純粋な乖離
上座に座る国王を前に最敬礼をとるミルディナは、誰から見ても最上級の淑女だ。下らぬ嫉妬で他の令嬢に嫌がらせをするような人物には到底見えない。
同じことを思ったのか、国王の傍らではアンディ王子が渋い顔をしている。何故か同席しているアルドウィンは笑いを堪えている様子だ。
「ミルディナ」
「はい」
「そなたは先日、アンディとの婚約破棄を了承した、と聞いたのだが?」
「はい」
その日からもう随分経っている。一体国王は何を考えていたのか。
下げていた頭を上げ国王を見上げて、ミルディナはまっすぐ見つめた。
「そのことについてお話がございますわ」
「ふむ…………発言を許す」
「ありがとうございます」
またひとつ礼をし、再び顔を上げる。既に人払いはされてあるし、隠れている人の気配も無い。話をするのにその点を心配する必要はないだろう。
まず初めに、婚約破棄は自分がそうなるよう仕向けたものだということを話した。どういうことだ、と返る問い。アンディが気に入らなかったのか、と。
尤もな考え方だ。そう捉えられても仕方ないことでもある。
「婚約に対しての不満はありませんでしたわ。ただ、問題を見付けてしまったのです」
「問題?」
「わたくしとアンディ殿下との婚約が気に入らないという理由で、リンドバーグ侯爵様以外の三家の侯爵様達が内乱を起こそうとしていたのですわ」
「何だと?」
国王は眉を寄せ、一度アンディと顔を見合わせて、それからアルドウィンの方を見た。彼はひとつ頷いたのみで、黙したままミルディナの話を聞くよう促す。
皆の視線を受けて、ミルディナは説明を始めた。これまでに確認した侯爵達の動き、それによる確認されている、もしくは今後起こりうると予測される弊害、そして現に今、そのせいで隣国から戦争が仕掛けられそうだという事実。
そこから、アンディから婚約破棄を言い渡されるように計画を立てたこと、アンディが気に入っているリナーシェが王妃になれるような教育をアルドウィンに進言したことも、全て。
話し終えると、何を思ったのかアンディが少し目を伏せる。
「……つまり君は、私に対しての情は何も無かったと?」
「殿下がやがて国王になるならば、それは喜ばしいことだとは思っておりましたわ。それに際してこの国のため、わたくしに出来ることがあればしよう、と思う程度には」
「そうじゃない」
淡々と話すミルディナの言葉に首を振り、どう言えば良いのかと考えている様子。

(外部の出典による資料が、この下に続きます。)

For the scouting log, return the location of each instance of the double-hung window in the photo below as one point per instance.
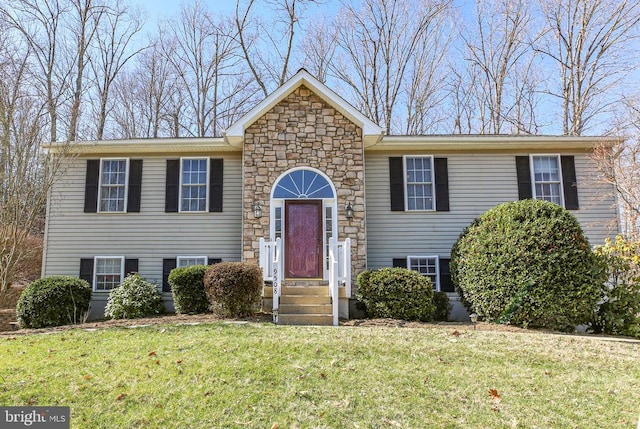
(419, 182)
(547, 178)
(108, 272)
(193, 184)
(187, 261)
(427, 266)
(113, 185)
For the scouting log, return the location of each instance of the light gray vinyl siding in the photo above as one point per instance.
(477, 182)
(150, 235)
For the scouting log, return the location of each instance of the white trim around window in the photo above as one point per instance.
(108, 272)
(415, 177)
(201, 203)
(185, 261)
(546, 182)
(427, 266)
(117, 186)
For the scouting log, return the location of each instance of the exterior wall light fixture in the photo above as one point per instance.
(349, 211)
(257, 210)
(474, 319)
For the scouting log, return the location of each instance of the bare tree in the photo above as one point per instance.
(377, 45)
(319, 48)
(588, 41)
(425, 85)
(40, 24)
(619, 166)
(141, 94)
(85, 20)
(209, 67)
(499, 55)
(112, 50)
(267, 45)
(26, 174)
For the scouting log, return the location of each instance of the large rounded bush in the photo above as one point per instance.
(187, 287)
(234, 289)
(397, 293)
(528, 263)
(53, 301)
(133, 299)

本気で分かっていないミルディナと、どうにも説明に悩んでいるアンディの様子を見て、察したようにアルドウィンが口を開いた。
「ミルディナ嬢は、アンディに対しての恋情は一切無かったのか?」
「……はぁ」
なるほど、とでも言いたげなミルディナは、また少し考えるような仕草をする。
「地位の高い者の結婚において、それは必要なものですか?」
純粋に、本気で思っていることだとでも言うように、そう言った。ほぅ、と呟くのは国王のみで、アンディとアルドウィンは驚いたようにミルディナを見つめる。
「正直に申し上げますと、ルスタリオ伯爵に引き取っていただく前、生まれ育った場所も、それなりに高い地位の家柄でしたわ。生まれて間もなくより婚約者は決まっており、その地位に相応しく在るよう教育され、結婚する。自然な流れであり、そこに恋情など不要。そのお相手が好いた相手であれば幸運、というだけのことですわ。人の上に立つ者に必要な資質さえあればそれを選択し、己の感情など二の次にすべきではありませんの?」
呆然とする二人を前に、ミルディナは淡々と語る。自身はそのように育ってきた、と。
自由に恋愛し結婚出来るのは市民の特権のようなものだ。高い地位の者として生まれた以上は、いくら好いた相手であっても資質が無ければそれを選択は出来ない。
その点、リナーシェは男爵令嬢と、貴族の中では低い地位だと言え、資質がある。教育さえ施せば立派な王妃となりうるだろう。
告げたミルディナのその考え方は、アンディとアルドウィンには分からないことのようだった。